Takács Quartet brings elegance and electricity to Boston concert

March 25, 2018
By Jonathan Blumhofer
The Takacs Quartet performed Friday night at Jordan Hall. Photo: Keith Saunders

The Takács Quartet performed Friday night at Jordan Hall in Boston. Photo: Keith Saunders

If it doesn’t breed contempt, as the saying suggests, familiarity can be an awfully good thing.

Take the Takács Quartet. Currently in its 43rd season, the ensemble’s membership has changed over the decades. Violinist Károly Schranz and cellist András Fejér are the sole remaining members of the original foursome. (Schranz is retiring next month and violinist Harumi Rhodes will take his place.) Accordingly, the group’s playing is marked by a sense of accomplishment and comfortability that only many years in close community can beget.

Those qualities shouldn’t be confused for complacency, though, as the quartet’s concert proved Friday night at Jordan Hall, courtesy of the Celebrity Series. Yes, it was often elegant in tone and execution. But it always pulsed with electricity and character.

This was evident from the opening bars of Mozart’s G-major Quartet, K. 387. The first of six quartets dedicated to Haydn, the piece channels many of the older composer’s trademark gestures through the younger one’s voice.

Friday’s performance teemed with energy and intensity, the Takács exaggerating the first movement’s dynamic contrasts and drawing out the whimsy behind the Minuet’s chromatic hemiolas and irregular phrases. Edward Dusinberre’s account of the slow movement’s aria-like first violin line was incandescent and the contrapuntal rigors of the finale spoke with plenty of wit, especially the movement’s abupt, surprising coda.

After the straightforward charm of the Mozart came Shostakovich’s runic String Quartet no. 11.

Written in 1966 for the Beethoven Quartet, it is, like most of the music from Shostakovich’s last decade, dark and brooding. Its sense of mystery is compounded by the aphoristic quality of its seven brief movements, all of which bear titles familiar from the Classical and Romantic eras.

On Friday, the Takács played the spare gestures of the Introduction and Finale with detached clarity. The aggressive passages – the Recitative’s savage dissonances, the Etude’s devilish bravura – burned hot. And the score’s epic Elegy and ironic Scherzo and Humoresque moments were, respectively, noble and droll. Throughout, the ensemble effectively drew out the music’s rich palette of colors and effects, particularly its various employments of glissandi.

After intermission came the night’s largest offering, Beethoven’s String Quartet no. 14, op. 131.

The C-sharp-minor quartet is one of Beethoven’s most visionary compositions. The four-movement work is prefaced by a fugue and filled in with commentary in the form of two additional, transitional movements. Expressively, it runs the gamut from the profound to the earthy and back again; in the central set of variations, the sublime and the commonplace coexist in extraordinary harmony.

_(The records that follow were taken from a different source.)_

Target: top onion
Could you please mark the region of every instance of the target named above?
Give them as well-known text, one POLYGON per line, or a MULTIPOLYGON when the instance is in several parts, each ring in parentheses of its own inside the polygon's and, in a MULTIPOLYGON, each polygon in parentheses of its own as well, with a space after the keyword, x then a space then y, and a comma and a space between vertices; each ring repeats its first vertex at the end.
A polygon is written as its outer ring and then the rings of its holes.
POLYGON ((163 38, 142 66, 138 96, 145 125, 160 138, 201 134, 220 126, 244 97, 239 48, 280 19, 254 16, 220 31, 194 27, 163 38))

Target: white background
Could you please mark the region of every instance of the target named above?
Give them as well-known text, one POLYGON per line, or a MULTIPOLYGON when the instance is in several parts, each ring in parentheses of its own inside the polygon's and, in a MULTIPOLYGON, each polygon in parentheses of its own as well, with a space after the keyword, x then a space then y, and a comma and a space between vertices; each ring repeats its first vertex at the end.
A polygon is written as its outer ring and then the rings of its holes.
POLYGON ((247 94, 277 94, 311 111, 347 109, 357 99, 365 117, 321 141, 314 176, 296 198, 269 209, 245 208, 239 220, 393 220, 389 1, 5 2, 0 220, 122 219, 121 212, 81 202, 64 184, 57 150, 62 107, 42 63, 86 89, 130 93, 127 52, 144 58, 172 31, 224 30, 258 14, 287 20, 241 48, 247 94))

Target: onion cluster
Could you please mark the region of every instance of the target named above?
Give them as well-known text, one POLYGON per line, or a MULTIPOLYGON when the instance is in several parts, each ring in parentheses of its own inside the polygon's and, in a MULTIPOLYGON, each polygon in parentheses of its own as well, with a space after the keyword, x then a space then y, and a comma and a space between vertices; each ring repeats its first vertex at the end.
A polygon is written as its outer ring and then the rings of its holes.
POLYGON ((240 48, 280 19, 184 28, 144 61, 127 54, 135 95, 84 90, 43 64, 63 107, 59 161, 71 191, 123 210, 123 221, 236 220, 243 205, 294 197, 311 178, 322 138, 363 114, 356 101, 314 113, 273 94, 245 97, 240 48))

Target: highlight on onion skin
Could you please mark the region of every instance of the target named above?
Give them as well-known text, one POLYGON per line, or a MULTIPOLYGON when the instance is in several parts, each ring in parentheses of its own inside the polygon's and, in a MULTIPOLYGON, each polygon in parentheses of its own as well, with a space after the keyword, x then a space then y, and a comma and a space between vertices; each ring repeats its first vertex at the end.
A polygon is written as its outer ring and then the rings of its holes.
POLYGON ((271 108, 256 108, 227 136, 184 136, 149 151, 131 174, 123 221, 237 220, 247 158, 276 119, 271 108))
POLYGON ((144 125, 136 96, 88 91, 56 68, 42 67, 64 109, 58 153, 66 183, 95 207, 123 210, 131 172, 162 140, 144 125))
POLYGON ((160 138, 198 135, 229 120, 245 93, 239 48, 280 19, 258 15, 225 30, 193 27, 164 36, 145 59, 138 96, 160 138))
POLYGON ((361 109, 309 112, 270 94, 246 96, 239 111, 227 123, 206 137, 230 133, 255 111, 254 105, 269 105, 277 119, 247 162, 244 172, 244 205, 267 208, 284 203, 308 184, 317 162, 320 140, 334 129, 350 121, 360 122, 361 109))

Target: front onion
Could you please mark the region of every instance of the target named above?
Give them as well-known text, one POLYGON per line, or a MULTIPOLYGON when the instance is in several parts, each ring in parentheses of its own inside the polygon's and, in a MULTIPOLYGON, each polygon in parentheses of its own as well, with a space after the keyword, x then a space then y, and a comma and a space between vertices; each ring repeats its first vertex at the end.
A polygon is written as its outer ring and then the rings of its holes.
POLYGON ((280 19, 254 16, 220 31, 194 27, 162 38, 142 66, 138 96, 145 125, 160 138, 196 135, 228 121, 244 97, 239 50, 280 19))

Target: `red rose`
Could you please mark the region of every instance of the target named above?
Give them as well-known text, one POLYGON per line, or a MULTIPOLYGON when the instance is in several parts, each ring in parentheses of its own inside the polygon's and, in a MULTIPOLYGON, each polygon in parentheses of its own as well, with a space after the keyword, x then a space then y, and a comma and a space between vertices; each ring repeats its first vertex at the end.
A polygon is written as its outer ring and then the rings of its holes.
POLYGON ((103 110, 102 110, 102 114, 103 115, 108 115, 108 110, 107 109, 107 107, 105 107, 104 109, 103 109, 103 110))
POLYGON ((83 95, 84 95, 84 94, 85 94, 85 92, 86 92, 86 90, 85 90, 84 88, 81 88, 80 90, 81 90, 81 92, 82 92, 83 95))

Friday’s reading reveled in the music’s play of contrasts and personalities. Its opening fugue was smooth-textured and, while taken at a true Adagio ma non troppo, eloquently paced. The fluid second movement was suitably jaunty and the short third quizzical.

Its central Andante ma non troppo brought out some of the finest playing of the evening: plucky articulations of the movement’s many canonic figures, sleekly dovetailed gestures, and passionate lyricism across the group. Cellist Fejér’s interjections in its fourth variation were particularly spunky.

To conclude the work, the Takács emphasized the stark, expressive distance between the rustic jollity of the Scherzo (realized with lots of vigor) and the strict sobriety of the finale, its reprise of snatches from the opening fugue peeking ominously through. Their account of the ruminative Adagio that comes in between was conspicuously direct.

Afterwards, Friday’s audience brought the group back for multiple bows. They gave no encores, but none were needed: Beethoven’s word, on this night at least, was the ultimate one.